Sprint Nextel climbed more than 7 per cent amid reports that Deutsche Telekom has held talks to sell its T-Mobile USA unit to Sprint in exchange for a major stake in the combined entity.
Even so, Smith warned that "the market is due for, at a minimum, a pullback, if not a correction, having gone up" so much. The S&P has gained about 25 per cent since September.
Across the Atlantic, the benchmark Stoxx Europe 600 Index increased 0.3 per cent, after declining as much as 0.5 per cent earlier in the session.
Greek banks suffered after yesterday's credit rating downgrade by Moody's Investors Service, with National Bank of Greece SA and EFG Eurobank Ergasias both shedding more than 6 per cent. The yield on Greek 10-year bonds climbed to a record.

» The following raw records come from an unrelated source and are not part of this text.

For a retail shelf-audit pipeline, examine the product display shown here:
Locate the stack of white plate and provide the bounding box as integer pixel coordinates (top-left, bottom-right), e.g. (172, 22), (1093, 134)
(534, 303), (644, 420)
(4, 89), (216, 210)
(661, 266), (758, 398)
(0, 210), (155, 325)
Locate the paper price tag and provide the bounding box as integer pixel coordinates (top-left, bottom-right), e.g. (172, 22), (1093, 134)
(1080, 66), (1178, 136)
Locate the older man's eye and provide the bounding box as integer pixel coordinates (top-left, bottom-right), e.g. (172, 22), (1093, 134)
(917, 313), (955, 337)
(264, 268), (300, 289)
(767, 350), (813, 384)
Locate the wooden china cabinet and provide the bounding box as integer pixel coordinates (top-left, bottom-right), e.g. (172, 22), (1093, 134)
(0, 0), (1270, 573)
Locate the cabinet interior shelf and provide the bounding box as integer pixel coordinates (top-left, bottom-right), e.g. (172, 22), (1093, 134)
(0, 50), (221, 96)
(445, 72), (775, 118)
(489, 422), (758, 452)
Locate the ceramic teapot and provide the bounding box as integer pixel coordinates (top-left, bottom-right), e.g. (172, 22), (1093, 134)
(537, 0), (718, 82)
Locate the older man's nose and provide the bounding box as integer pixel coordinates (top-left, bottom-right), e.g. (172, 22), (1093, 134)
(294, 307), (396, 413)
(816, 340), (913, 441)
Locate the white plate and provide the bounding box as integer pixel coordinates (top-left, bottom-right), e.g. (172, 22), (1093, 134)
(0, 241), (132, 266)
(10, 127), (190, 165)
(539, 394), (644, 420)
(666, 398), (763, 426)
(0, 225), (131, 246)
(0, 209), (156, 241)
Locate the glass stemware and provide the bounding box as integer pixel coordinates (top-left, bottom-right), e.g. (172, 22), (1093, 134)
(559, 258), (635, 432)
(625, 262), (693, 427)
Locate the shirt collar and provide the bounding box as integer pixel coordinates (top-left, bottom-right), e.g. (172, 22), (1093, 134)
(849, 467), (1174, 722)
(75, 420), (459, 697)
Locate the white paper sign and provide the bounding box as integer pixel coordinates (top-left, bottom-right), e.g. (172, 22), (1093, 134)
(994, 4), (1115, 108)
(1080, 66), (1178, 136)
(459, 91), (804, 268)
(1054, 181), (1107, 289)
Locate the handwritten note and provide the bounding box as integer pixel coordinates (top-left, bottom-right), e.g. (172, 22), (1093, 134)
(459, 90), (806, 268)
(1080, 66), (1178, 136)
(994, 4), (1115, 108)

The euro slid 0.6 per cent to US$1.3888 amid concern that a potential increase in euro zone interest rates would exacerbate problems in debt-laden European Union members such as Greece and Spain.
"Higher rates will be devastating on the peripheral countries,"
John McCarthy, director of foreign exchange at ING Capital Markets in New York, told Reuters.
Brent crude fell to US$112.23 per barrel, down US$2.81, by 1455 GMT. US light crude futures were down US$1.45 to US$103.99.
Opec has yet to change its production policy officially, even though it has been boosting supply informally for months and Saudi Arabia has offered to help make up for the loss of around two thirds of Libya's output, according to Reuters.
Turmoil across North Africa and the Middle East has lifted oil prices to the highest since September 2008. The chaos in Libya has idled around 1 million barrels per day.
Spot gold was bid at US$1,427.50 an ounce at 1511 GMT, against US$1,430.74 late in New York on Monday.
"Gold is now weighing its options between the continued flight to safety on the one hand and on the other hand, the likely rate increase in Europe as well," Barclays Capital analyst Suki Cooper told Reuters.
Silver was likely to keep outperforming gold thanks to strong dollar flows, though both were still good investments compared with copper and other base metals, said Eric Sprott, who heads Toronto-based hedge-fund Sprott Asset Management.
"I watch where the money goes and the money's going into silver.
There's as much money going into silver as into gold in dollar terms," said Sprott in an interview with Reuters.